A Flask e-commerce backend with 12 planted vulnerabilities across three detection layers

PL
ProofLayer Team
February 18, 202614 min read

When you're selling a security tool, the obvious demo is a happy path: clean code goes in, vulnerabilities come out, everyone nods. We wanted something harder—a single realistic Python file that stress-tests every detection layer at once and shows exactly what the scanner catches and how.

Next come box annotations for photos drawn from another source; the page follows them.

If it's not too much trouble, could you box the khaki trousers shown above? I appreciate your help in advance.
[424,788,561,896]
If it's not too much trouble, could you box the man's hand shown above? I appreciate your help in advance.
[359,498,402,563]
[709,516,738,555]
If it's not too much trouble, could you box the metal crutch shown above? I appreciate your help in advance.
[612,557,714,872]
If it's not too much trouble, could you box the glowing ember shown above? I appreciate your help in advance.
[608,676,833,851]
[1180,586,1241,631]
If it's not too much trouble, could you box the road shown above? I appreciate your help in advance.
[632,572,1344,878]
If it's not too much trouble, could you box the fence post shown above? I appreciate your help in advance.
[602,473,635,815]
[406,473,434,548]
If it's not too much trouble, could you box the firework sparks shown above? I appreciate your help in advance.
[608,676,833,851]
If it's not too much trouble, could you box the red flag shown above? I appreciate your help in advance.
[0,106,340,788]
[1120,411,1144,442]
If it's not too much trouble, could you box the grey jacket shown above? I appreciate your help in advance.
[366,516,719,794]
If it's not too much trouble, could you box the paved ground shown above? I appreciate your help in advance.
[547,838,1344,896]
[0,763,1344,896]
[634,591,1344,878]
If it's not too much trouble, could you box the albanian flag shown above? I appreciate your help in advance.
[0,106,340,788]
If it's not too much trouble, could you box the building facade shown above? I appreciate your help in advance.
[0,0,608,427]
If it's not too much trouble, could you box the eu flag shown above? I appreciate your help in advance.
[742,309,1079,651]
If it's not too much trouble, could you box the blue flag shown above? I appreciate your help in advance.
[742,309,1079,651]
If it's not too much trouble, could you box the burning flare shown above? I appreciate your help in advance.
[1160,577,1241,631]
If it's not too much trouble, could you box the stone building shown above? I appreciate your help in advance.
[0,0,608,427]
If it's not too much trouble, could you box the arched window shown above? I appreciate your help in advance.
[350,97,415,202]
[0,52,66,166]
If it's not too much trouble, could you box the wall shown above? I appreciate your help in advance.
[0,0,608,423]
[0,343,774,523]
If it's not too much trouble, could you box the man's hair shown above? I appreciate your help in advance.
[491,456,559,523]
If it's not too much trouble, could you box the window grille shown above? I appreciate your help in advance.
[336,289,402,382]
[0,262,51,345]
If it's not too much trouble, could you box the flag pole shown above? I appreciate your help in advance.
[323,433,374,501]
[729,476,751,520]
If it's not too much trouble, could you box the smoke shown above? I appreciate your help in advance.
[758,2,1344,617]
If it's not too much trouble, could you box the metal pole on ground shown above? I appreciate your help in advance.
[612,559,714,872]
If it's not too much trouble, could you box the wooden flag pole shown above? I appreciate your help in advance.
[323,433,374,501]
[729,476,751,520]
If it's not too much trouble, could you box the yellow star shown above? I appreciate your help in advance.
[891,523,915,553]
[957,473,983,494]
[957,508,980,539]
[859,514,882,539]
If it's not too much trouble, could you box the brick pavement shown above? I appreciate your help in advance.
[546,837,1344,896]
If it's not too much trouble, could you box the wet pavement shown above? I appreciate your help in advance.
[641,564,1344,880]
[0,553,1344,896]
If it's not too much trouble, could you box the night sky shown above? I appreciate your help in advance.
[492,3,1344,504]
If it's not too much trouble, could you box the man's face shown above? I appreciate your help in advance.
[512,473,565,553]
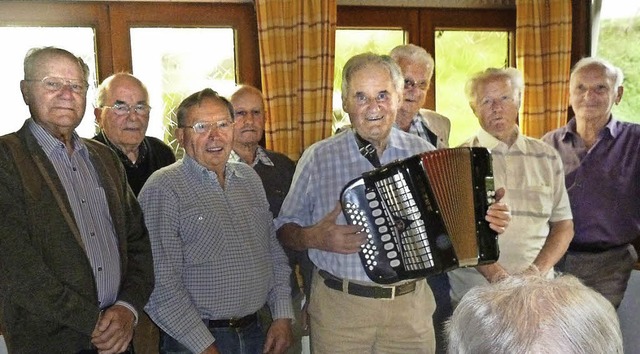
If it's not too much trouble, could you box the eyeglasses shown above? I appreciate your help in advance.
[404,79,429,90]
[25,76,89,94]
[234,109,264,119]
[101,103,151,116]
[179,119,233,134]
[478,96,515,108]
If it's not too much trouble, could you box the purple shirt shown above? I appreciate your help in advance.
[542,118,640,249]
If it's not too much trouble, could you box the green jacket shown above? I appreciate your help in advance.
[0,124,154,353]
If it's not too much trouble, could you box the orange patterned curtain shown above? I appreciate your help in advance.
[255,0,337,160]
[516,0,571,138]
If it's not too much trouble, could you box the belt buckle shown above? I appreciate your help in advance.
[374,286,396,300]
[229,317,242,328]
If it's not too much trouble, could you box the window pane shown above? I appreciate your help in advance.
[435,31,509,147]
[594,0,640,123]
[332,29,405,131]
[0,27,96,138]
[131,28,236,151]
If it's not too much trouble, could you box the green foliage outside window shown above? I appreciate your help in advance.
[597,17,640,123]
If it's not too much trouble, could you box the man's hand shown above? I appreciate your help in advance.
[91,305,135,354]
[484,188,511,234]
[262,318,293,354]
[303,203,367,254]
[201,344,220,354]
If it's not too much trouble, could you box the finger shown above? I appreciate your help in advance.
[262,335,273,353]
[325,202,342,223]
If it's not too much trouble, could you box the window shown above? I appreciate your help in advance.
[131,28,236,150]
[593,0,640,123]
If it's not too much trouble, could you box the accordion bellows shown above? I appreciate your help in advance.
[341,147,499,284]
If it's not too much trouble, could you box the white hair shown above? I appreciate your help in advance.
[571,57,624,91]
[447,275,623,354]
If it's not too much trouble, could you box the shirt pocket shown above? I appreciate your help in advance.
[506,185,553,218]
[180,210,225,265]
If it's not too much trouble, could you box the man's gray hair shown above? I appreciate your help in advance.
[447,275,623,354]
[23,47,89,81]
[96,72,149,107]
[571,57,624,91]
[342,53,404,102]
[389,44,435,81]
[464,68,524,107]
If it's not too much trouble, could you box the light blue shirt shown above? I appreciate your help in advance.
[274,127,434,282]
[138,155,293,353]
[28,119,121,306]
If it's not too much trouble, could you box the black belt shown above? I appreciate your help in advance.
[203,312,258,328]
[318,270,416,299]
[569,243,627,253]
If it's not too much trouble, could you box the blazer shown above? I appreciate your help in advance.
[0,123,154,353]
[420,108,451,149]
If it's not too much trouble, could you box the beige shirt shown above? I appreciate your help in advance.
[449,130,572,302]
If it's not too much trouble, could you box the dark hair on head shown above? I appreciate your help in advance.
[23,47,89,81]
[176,87,234,127]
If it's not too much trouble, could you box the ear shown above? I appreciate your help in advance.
[173,128,184,148]
[615,85,624,105]
[93,108,102,128]
[20,80,29,106]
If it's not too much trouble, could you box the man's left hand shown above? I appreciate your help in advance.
[91,305,135,354]
[262,318,293,354]
[485,188,511,234]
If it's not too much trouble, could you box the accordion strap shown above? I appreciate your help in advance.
[354,131,381,168]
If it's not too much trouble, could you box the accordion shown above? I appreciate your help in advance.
[340,147,499,284]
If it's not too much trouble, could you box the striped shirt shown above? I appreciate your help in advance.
[139,155,293,353]
[229,146,274,168]
[28,119,120,306]
[449,129,572,301]
[275,127,434,282]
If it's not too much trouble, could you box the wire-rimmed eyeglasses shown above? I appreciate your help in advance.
[179,119,233,134]
[101,103,151,116]
[404,79,429,90]
[24,76,89,94]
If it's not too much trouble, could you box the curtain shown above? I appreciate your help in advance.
[255,0,337,160]
[516,0,572,138]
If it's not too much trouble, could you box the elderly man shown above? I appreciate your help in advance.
[275,53,508,353]
[389,44,451,149]
[93,73,176,354]
[93,73,176,195]
[230,85,313,353]
[389,44,453,354]
[543,58,640,307]
[449,68,573,304]
[448,275,623,354]
[0,47,153,353]
[140,89,293,354]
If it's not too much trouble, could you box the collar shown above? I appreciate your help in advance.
[182,154,246,184]
[27,118,86,157]
[98,130,149,167]
[478,125,525,151]
[562,115,620,141]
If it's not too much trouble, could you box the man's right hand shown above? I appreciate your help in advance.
[201,343,220,354]
[304,203,367,254]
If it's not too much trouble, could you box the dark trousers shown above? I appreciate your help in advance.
[427,273,453,354]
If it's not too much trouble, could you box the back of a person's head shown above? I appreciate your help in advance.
[447,275,623,354]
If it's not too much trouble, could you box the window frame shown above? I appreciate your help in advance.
[337,6,516,109]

The result is customer-demo-app.py: a Flask e-commerce backend with twelve planted vulnerabilities across three layers. Here's a technical walkthrough of each one and the detection technique that surfaces it.

The Target: A Flask E-Commerce Backend

The app is a plausible backend—order fulfillment, product reviews, user search, a payment integration, a support chatbot. Nothing exotic. That's the point. The vulnerabilities hide inside normal-looking code, the same way they do in real production systems.

Layer 1: Code Vulnerabilities

AST + taint analysis

8 findings

Layer 2: AI-Agent Threats

Hallucination + injection

2 findings

Layer 3: Inter-Procedural Taint

Cross-function + cross-file

2 findings

Layer 1: Classic Code Vulnerabilities

1SQL Injection

@app.route("/users/search")
def search_users():
    query = request.args.get("q", "")
    sql = "SELECT id, name, email FROM users WHERE name = '" + query + "'"
    cursor = db.execute(sql)

Direct string concatenation into a SQL query. The AST parser identifies the db.execute() call and traces the argument back to request.args.get()—an untrusted source. Rule: python.sql.sql-injection. Fix template: parameterized query with ? placeholder.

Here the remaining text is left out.